Top 10 Algorithms in Data Mining (Cont.)
- PageRank
-
It is a search ranking algorithm using hyperlinks on the Web.
- AdaBoost (Adaptive Boosting)
-
AdaBoost can be used in conjunction with many other types of learning algorithms to improve performance.
The output of the other learning algorithms (“weak learners”) is combined into a weighted sum that represents the final output of the boosted classifier.
- kNN (k-Nearest Neighbor Classification)
-
One of the simplest classifier memorizes the entire training data and performs classification only if the attributes of the test object match one of the training examples exactly.
An obvious drawback of this approach is that many test records will not be classified because they do not exactly match any of the training records.
A more sophisticated approach, kNN classification, finds a group of k objects in the training set that are closest to the test object, and bases the assignment of a label on the predominance of a particular class in this neighborhood.
- Naive Bayes
-
Given a set of objects, each of which belongs to a known class, and each of which has a known vector of variables, its aim is to construct a rule which will allow us to assign future objects to a class, given only the vectors of variables describing the future objects.
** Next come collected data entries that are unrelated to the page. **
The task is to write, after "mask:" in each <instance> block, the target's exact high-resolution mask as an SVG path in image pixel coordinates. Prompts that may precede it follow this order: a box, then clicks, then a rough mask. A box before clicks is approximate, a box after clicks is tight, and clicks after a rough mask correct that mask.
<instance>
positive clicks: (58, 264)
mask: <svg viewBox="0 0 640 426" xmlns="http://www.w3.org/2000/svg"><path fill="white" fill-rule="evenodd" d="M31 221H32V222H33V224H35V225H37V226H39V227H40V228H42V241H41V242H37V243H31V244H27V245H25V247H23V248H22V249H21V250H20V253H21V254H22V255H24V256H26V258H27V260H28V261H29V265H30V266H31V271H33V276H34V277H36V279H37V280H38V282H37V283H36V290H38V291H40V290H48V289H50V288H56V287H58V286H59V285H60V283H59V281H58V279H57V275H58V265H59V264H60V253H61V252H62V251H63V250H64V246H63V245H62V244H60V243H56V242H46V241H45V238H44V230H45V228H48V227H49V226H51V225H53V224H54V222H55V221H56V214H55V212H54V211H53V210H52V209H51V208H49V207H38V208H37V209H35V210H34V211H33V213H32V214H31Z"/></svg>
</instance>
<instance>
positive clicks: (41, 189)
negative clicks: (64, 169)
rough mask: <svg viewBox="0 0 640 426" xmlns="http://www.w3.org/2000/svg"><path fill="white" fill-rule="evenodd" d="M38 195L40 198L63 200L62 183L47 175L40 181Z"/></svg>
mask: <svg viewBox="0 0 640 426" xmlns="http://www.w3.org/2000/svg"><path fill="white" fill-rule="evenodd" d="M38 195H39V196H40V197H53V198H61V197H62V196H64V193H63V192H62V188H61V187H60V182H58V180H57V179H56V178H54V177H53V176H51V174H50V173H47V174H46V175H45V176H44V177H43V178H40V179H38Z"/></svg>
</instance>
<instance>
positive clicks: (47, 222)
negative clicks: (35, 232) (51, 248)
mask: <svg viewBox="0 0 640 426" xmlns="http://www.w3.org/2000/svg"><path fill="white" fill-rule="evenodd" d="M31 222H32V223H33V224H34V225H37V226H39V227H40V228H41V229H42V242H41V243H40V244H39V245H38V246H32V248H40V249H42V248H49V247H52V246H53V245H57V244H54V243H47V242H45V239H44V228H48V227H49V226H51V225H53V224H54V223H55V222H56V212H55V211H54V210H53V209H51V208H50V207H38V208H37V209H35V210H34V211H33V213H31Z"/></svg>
- CART (Classification and Regression Trees)
-
The CART is important for the comprehensiveness of its study of decision trees, the technical innovations it introduces, its sophisticated discussion of tree-structured data analysis, and its authoritative treatment of large sample theory for trees.
The CART decision tree is a binary recursive partitioning procedure capable of processing continuous and nominal attributes both as targets and predictors.